Segundo dados da Sociedade Brasileira de Alergia e Imunologia (Asbai), 15 milhões de brasileiros têm alergia a algum tipo de medicamento. O número representa entre 6% a 7% da população, que é alérgica principalmente a antibióticos e anti-inflamatórios. O dado preocupa, já que muitos desconhecem o problema.
O diagnóstico geralmente é clínico, mas existem exames que podem ajudar, como o teste de níveis de triptase total, ainda caro e nem sempre conclusivo; e de níveis de IgE específica, disponível para poucos tipos de medicamentos.
Em Curitiba, enquanto funcionários da prefeitura cortavam um gramado no bairro Cristo Rei, abelhas se agitaram e uma mulher, de 61 anos, foi atacada e atendida pelo Corpo de Bombeiros com um quadro de reação alérgica grave. Outras 13 pessoas foram atacadas na Praça Eufrásio Correia, no Centro.
A alergia é uma reação exagerada do sistema imunológico, geralmente depois da ingestão de algum alimento ou medicamento. As reações podem ser leves, como simples coceira nos lábios, até reações graves que podem comprometer vários órgãos e levar a morte.
Especialistas apontam um aumento da incidência de anafilaxia em diferentes países como a Austrália, Brasil, Reino Unido e Estados Unidos, principalmente nas faixas etárias mais jovens sendo os medicamentos e alimentos os principais gatilhos. Nos Estados Unidos, por exemplo, a anafilaxia ocorre em aproximadamente 2% da população, sendo fatal em 0,7 a 2% dos casos.

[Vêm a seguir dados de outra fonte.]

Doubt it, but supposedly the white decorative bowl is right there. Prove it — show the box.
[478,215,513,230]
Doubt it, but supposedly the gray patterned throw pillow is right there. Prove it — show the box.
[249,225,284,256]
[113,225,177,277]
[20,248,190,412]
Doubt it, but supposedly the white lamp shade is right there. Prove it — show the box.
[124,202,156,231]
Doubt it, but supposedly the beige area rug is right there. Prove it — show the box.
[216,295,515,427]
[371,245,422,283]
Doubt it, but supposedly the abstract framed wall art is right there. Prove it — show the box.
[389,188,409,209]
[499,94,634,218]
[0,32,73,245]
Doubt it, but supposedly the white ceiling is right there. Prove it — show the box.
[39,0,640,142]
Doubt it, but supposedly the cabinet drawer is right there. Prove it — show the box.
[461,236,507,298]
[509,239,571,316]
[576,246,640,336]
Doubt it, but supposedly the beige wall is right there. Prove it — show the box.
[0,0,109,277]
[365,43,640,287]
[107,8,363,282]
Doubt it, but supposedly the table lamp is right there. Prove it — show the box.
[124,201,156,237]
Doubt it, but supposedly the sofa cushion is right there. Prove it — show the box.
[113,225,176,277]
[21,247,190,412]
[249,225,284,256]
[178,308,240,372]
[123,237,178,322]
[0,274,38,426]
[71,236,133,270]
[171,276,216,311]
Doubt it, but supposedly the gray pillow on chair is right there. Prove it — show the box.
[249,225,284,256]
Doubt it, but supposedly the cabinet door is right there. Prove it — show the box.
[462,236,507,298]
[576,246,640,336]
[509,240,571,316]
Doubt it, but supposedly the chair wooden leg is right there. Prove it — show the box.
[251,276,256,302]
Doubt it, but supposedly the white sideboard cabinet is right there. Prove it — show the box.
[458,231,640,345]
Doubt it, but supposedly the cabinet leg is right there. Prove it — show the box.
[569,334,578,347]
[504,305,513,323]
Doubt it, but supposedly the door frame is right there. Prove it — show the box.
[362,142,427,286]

De acordo com profissionais de saúde, o tratamento com a adrenalina nos serviços de emergência é pouco utilizado no Brasil. Na grande maioria dos casos, são ministrados anti-histamínicos que começam a agir em 20 minutos, ou corticoides, que chegam a levar até 2 horas para fazer efeito. A adrenalina faz isso em apenas 1 minuto.
“Tendo em vista o aumento do número de casos e a sua gravidade, estamos pedindo ao Ministério da Saúde a disponibilização da caneta autoinjetável de adrenalina pelo SUS, para os pacientes diagnosticados com alergias severas a fim de conter de pronto reações anafiláticas”, explicou Leprevost.

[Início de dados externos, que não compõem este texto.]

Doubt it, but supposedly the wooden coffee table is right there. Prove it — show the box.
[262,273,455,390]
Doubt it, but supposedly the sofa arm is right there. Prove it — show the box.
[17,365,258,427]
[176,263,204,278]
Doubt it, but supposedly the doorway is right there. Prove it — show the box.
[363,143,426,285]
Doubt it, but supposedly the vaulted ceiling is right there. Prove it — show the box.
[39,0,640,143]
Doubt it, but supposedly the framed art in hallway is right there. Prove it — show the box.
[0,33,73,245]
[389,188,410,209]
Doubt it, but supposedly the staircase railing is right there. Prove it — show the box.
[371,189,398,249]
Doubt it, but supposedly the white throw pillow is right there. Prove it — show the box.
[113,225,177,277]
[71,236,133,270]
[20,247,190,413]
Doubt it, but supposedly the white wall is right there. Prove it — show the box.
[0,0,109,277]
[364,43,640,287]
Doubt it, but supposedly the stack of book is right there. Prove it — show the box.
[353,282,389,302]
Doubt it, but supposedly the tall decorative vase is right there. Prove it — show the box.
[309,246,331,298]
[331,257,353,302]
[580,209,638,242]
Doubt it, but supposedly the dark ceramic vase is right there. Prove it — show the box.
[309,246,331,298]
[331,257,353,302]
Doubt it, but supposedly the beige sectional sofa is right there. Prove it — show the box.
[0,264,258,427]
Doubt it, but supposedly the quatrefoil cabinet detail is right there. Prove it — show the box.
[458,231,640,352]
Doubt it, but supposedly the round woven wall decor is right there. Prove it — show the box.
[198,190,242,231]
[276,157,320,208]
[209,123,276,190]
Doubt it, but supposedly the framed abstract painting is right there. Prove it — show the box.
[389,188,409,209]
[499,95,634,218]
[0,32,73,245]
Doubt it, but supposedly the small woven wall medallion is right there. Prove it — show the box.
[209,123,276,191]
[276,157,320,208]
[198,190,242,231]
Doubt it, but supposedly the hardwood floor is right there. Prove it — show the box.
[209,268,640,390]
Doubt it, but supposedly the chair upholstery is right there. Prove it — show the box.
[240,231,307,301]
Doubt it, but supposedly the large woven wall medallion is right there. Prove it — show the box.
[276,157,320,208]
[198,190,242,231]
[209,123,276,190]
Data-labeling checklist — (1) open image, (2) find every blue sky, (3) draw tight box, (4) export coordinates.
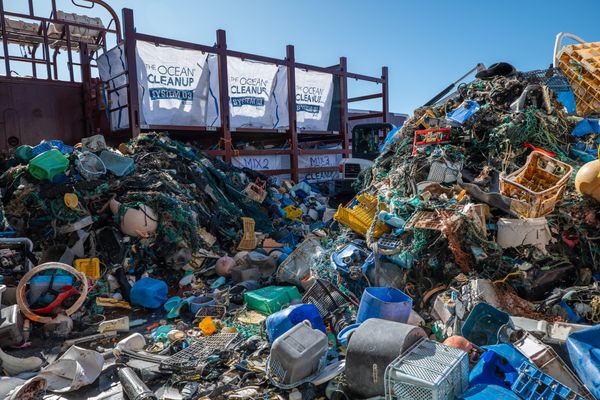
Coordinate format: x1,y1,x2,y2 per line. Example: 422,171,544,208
5,0,600,113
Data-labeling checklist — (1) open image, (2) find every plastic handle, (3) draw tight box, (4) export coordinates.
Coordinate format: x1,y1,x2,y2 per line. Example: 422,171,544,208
552,32,585,68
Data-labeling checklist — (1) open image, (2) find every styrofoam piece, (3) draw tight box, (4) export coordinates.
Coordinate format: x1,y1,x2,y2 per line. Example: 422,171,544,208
496,217,552,249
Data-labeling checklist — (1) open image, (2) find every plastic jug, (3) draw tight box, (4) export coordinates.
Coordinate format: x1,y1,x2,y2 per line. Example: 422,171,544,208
356,287,412,323
266,304,327,343
129,278,169,309
27,149,69,181
269,321,327,384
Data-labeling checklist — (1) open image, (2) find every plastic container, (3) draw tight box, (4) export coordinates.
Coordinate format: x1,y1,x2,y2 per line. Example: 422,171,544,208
461,303,510,346
511,361,585,400
385,339,469,400
100,150,135,176
129,278,169,310
513,331,594,400
302,279,350,318
27,149,69,181
268,321,327,385
75,151,106,180
333,193,390,238
73,258,100,279
27,275,73,304
277,238,323,286
346,318,427,398
356,287,412,323
557,42,600,117
266,304,327,343
244,286,302,314
500,151,573,218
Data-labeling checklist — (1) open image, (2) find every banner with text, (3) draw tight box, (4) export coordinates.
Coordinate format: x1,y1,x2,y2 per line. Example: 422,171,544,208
231,154,290,171
207,57,286,129
298,150,342,182
136,41,209,126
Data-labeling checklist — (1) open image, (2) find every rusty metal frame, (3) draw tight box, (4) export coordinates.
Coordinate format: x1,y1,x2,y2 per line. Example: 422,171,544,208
121,8,389,181
0,0,122,82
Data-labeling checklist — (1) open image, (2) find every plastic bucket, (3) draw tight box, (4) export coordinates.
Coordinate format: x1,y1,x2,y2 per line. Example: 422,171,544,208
356,287,412,324
461,303,510,346
266,304,327,343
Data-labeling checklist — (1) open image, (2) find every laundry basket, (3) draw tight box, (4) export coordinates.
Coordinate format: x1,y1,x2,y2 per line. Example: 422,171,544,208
384,339,469,400
500,151,573,218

Por ser uma emergência médica, nos casos de reações anafiláticas o recomendado é correr para o hospital, mas nem sempre dá tempo. O ideal é que o paciente tenha em mãos uma caneta autoinjetável de adrenalina. A adrenalina é um hormônio liberado pelo organismo sempre que o corpo é colocado em uma situação de estresse.
Na forma sintética, a adrenalina é o melhor tratamento para os sintomas de emergência em casos de uma reação alérgica. Vale ressaltar que em caso de emergência, é necessário contatar imediatamente o Serviço de Atendimento Móvel de Urgência (SAMU 192) ou o Corpo de Bombeiros (193).